Plaintiff contends that this Court lacks subject matter jurisdiction because the amount in controversy requirement under 28 U.S.C. ยง 1332(a) has not been met. In a post-removal affidavit, plaintiff states that this case involves less than $75, 000 in damages and renounces his right to accept or enforce a judgment in excess of $75, 000.[3] When determining whether removal was proper, a court may consider a post-removal affidavit that clarifies the amount in controversy only if the state-court petition is ambiguous as to the amount in controversy. See Gebbia v. Wal-Mart Stores, Inc., 233 F.3d 880, 883 (5th Cir. 2000); Associacon Nacional de Pescadores a Pequena Escala O Artesanales de Colombia (ANPAC) v. Dow Quimica de Colombia, S.A., 988 F.2d 559, 565 (5th Cir. 1993), cert. denied, 510 U.S. 1041 (1994), abrogated on other grounds, Marathon Oil Co. v. A.G. Ruhrgas, 145 F.3d 211 (5th Cir. 1998).

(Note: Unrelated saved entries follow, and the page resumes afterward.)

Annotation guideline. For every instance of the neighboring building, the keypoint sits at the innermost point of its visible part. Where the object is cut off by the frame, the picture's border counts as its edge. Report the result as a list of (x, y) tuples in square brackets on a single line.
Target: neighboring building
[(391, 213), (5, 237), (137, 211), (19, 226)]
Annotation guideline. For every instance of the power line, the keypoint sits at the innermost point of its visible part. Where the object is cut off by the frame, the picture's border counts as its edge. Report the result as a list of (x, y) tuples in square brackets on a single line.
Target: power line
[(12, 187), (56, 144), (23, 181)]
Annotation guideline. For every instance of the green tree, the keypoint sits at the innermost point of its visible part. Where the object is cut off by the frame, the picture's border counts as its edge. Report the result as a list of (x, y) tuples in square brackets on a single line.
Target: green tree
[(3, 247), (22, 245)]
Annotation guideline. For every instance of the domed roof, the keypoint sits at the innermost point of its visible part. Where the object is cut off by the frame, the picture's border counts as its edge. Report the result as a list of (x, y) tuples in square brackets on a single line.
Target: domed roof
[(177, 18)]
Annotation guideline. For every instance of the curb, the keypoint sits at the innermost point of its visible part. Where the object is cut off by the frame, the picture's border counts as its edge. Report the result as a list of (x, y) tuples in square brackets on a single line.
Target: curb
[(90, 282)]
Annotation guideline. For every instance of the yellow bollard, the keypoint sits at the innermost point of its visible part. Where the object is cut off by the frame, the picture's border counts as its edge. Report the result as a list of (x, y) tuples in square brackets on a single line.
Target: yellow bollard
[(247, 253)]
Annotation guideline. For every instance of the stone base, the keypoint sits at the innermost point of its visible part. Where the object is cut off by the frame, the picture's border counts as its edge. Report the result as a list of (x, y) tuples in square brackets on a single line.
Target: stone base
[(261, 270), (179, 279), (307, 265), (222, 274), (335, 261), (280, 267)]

In addition to not pleading an amount in controversy, plaintiff did not allege facts from which it could be reasonably inferred that the amount in controversy exceeds $75, 000. Indeed, the only injury plaintiff suffered as a result of defendants' alleged negligence is a dislocated shoulder.[4] Therefore, it is appropriate for the Court to consider plaintiff's post-removal affidavit. See Simon v. Wal-Mart Stores, Inc., 193 F.3d 848, 851 (5th Cir. 1999) (district court erred in finding that plaintiff's petition unambiguously claimed damages in excess of jurisdictional amount when plaintiff's petition alleged "damages from less severe physical injuries-an injured shoulder, bruises, and abrasions"). Plaintiff's stipulation that the amount in controversy does not exceed $75, 000 and his waiver of entitlement to any award in excess of $75, 000 constitute "judicial confessions" that are binding on the plaintiff. See Engstrom v. L-3 Commc'ns Gov't Servs., Inc., No. Civ. A. 04-2971, 2004 WL 2984329, at *4 (E.D. La. Dec. 23, 2004). Accordingly, the Court finds that the jurisdictional amount is lacking in this case and therefore GRANTS plaintiff's motion to remand.